In an amicus brief submitted to Dobbs case, South African Dr Tlaleng Mofokeng for the United Nations warned that the overthrow Roe deer
could have “catastrophic implications” for so-called abortion rights around the world. “We know that politically, what happens in the United States … has an impact on precedents elsewhere in the world”, Mofokeng Recount
The Guardian.

Pro-life groups in Latin America have felt the reality of this statement over the past year, but not in the way that Mofokeng was concerned with. In the last days of 2020, Argentina became the largest country in Latin America to legalize abortion. The pro-lifers blamed the change on “international monetary pressure and political pressure.” Some have speculated that the timing of the bill’s passage matched the results of the U.S. election when it became clear that the new Biden administration would financially support international abortion groups.

In September, Mexico’s Supreme Court released rulings that will prevent Mexican states from enforcing pro-life laws and make it easier to pass pro-abortion laws.

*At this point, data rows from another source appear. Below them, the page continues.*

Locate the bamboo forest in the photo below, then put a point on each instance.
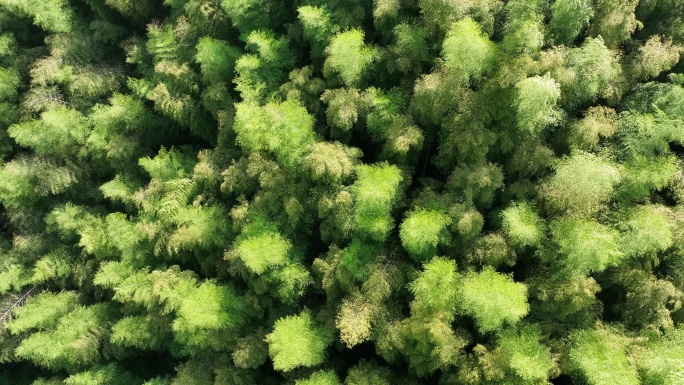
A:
(341, 192)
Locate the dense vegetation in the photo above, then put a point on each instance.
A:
(327, 192)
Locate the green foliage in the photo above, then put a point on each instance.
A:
(217, 59)
(42, 312)
(331, 162)
(348, 57)
(493, 299)
(285, 129)
(536, 104)
(645, 230)
(106, 375)
(600, 356)
(587, 246)
(467, 50)
(422, 231)
(523, 225)
(596, 73)
(367, 192)
(51, 15)
(320, 378)
(569, 19)
(207, 308)
(260, 247)
(375, 193)
(73, 342)
(134, 332)
(297, 341)
(60, 132)
(614, 21)
(436, 288)
(660, 362)
(582, 185)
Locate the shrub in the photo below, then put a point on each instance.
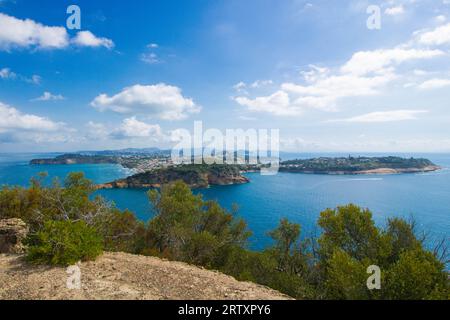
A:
(64, 243)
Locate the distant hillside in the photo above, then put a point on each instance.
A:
(125, 276)
(196, 176)
(359, 165)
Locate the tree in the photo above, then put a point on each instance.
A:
(190, 229)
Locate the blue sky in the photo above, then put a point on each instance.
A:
(138, 70)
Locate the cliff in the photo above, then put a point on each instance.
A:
(196, 176)
(359, 165)
(115, 276)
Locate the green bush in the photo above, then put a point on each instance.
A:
(64, 243)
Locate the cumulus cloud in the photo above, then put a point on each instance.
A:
(150, 58)
(19, 33)
(27, 33)
(434, 84)
(47, 96)
(364, 62)
(6, 73)
(88, 39)
(159, 101)
(436, 37)
(394, 11)
(366, 73)
(384, 116)
(133, 128)
(18, 126)
(322, 93)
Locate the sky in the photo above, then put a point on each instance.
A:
(137, 71)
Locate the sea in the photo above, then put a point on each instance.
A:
(424, 197)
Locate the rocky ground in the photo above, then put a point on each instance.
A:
(124, 276)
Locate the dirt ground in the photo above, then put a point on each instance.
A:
(124, 276)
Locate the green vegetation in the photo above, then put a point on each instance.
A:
(357, 164)
(64, 243)
(69, 224)
(195, 176)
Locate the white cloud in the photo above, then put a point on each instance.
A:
(88, 39)
(6, 73)
(150, 58)
(240, 86)
(35, 79)
(133, 128)
(159, 101)
(393, 11)
(366, 73)
(47, 96)
(384, 116)
(16, 126)
(278, 104)
(434, 84)
(18, 33)
(364, 62)
(440, 18)
(321, 94)
(11, 118)
(97, 131)
(27, 33)
(438, 36)
(261, 83)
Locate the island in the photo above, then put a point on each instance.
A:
(138, 162)
(152, 169)
(196, 176)
(358, 165)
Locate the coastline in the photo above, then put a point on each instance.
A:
(379, 171)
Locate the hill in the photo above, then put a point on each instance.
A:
(196, 176)
(125, 276)
(359, 165)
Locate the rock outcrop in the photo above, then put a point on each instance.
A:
(196, 176)
(12, 233)
(116, 276)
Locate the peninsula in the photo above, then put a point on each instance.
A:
(196, 176)
(359, 165)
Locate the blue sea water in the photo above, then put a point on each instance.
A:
(298, 197)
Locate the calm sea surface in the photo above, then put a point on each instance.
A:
(267, 199)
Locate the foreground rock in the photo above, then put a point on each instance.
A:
(125, 276)
(12, 233)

The timing of this case coincided with meetings between Mexican government officials and US pro-abortion Vice President Kamala Harris.

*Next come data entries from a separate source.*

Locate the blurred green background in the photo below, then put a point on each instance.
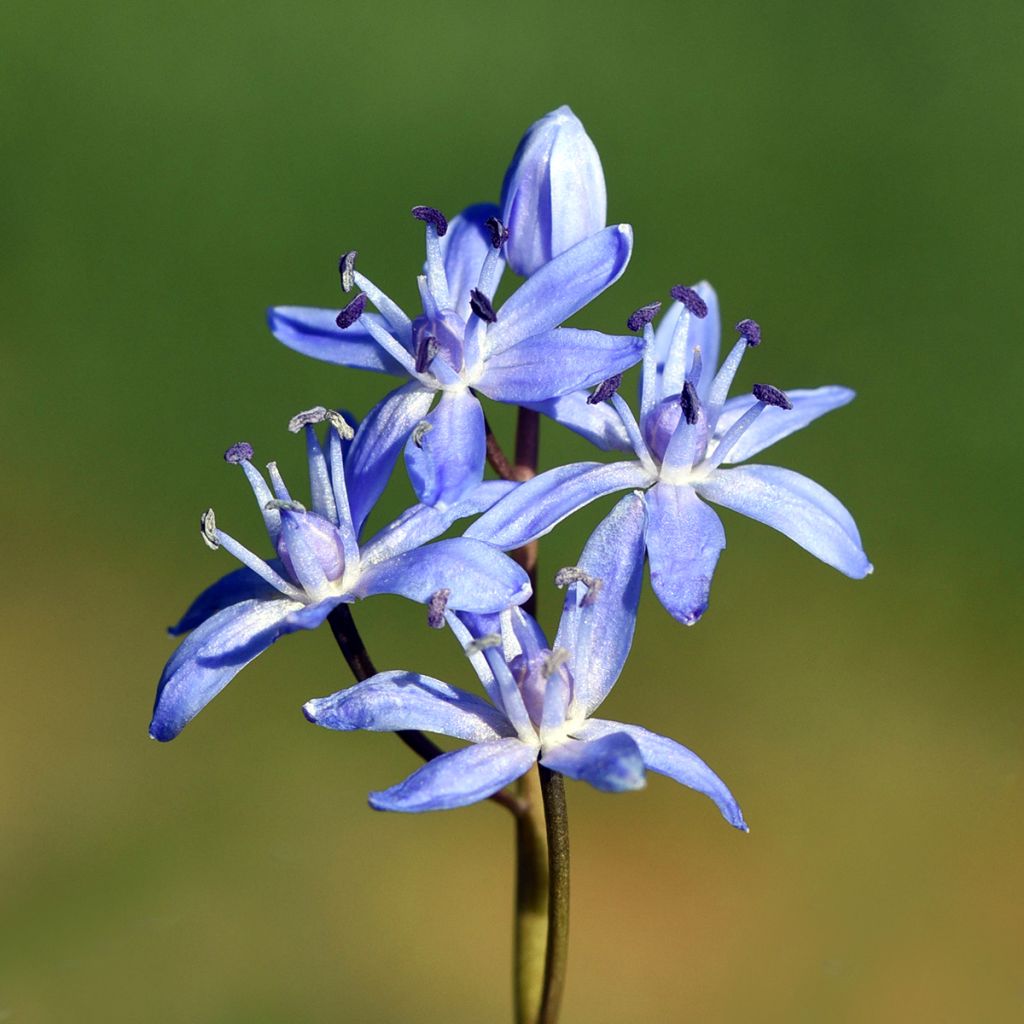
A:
(847, 173)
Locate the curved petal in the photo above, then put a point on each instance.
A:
(599, 424)
(596, 627)
(446, 462)
(611, 763)
(377, 443)
(459, 778)
(562, 287)
(672, 759)
(313, 332)
(478, 577)
(394, 700)
(773, 424)
(684, 539)
(210, 657)
(237, 586)
(539, 505)
(548, 365)
(464, 249)
(795, 506)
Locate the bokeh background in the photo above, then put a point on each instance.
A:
(848, 173)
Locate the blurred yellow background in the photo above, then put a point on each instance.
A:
(849, 174)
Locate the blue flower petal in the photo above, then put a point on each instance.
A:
(672, 759)
(611, 763)
(684, 539)
(313, 332)
(460, 777)
(210, 657)
(562, 287)
(774, 423)
(796, 506)
(555, 363)
(539, 505)
(393, 700)
(478, 577)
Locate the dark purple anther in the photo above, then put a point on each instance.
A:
(243, 452)
(499, 232)
(480, 305)
(690, 402)
(426, 349)
(750, 331)
(346, 268)
(690, 299)
(639, 318)
(351, 312)
(605, 390)
(437, 604)
(771, 396)
(431, 216)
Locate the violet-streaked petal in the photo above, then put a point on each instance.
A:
(611, 763)
(210, 657)
(684, 539)
(562, 287)
(555, 363)
(795, 506)
(313, 332)
(394, 700)
(539, 505)
(448, 462)
(597, 628)
(459, 778)
(774, 424)
(669, 758)
(377, 443)
(480, 578)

But at least one pro-life victory has come to Latin America in 2021: Honduras passed a bipartisan constitutional amendment to prevent lawmakers from legalizing abortion in the future. The pro-lifers there expect pressure from the United States to overthrow the country’s position, but it would take a tough three-quarters majority in the National Congress.

Euthanasia in the world

In a radio interview in September, Pope Francis coupled
abortion with euthanasia as a sign of “throwaway culture”, describing the growing legalization of euthanasia as “one of the tragedies of European culture today”.

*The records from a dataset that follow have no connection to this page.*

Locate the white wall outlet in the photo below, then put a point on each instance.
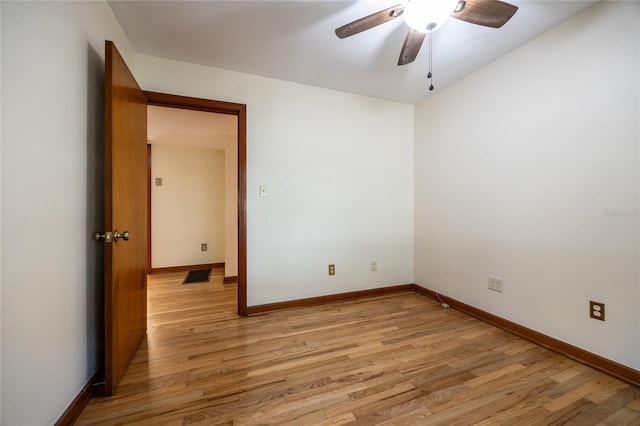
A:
(495, 284)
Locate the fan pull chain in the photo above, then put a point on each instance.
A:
(430, 75)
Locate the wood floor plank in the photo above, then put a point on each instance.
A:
(397, 359)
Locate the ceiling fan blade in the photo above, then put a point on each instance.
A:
(411, 47)
(370, 21)
(488, 13)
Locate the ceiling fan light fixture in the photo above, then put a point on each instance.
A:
(428, 15)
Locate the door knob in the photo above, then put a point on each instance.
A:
(117, 235)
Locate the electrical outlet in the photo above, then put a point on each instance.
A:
(596, 310)
(495, 284)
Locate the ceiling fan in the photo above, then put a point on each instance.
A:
(426, 16)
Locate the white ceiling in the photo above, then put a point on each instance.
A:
(295, 41)
(188, 128)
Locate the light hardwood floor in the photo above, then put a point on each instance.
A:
(393, 360)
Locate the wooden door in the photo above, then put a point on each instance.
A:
(125, 210)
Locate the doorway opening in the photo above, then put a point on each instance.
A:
(231, 148)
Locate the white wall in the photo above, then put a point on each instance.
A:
(52, 199)
(189, 208)
(231, 207)
(340, 175)
(528, 170)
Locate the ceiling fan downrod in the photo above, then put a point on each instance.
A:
(430, 75)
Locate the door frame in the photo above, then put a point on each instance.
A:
(240, 111)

This year, Portugal’s parliament twice passed a law that would legalize euthanasia in the country, but the bill has been blocked for months by presidential vetoes and concerns from the country’s Constitutional Court. The practice proceeded more easily elsewhere. Between March and September, three of Australia’s six states legalized euthanasia for people with terminal illnesses. The country expects a vote on a bill in New South Wales, the only state remaining without legal euthanasia, in early 2022.

In March, Spain also legalized euthanasia, but jumped on the slippery slope, allowing the procedure even for people who are not about to die but who suffer from “serious chronic illness”. In Canada, where euthanasia has been legal for terminally ill people since 2016, a new bill has been passed that removes the requirement that a patient’s death be “reasonably foreseeable”. People with disabilities across the country fear that this change in the law will make it easier for culture to throw them away when they become troublesome.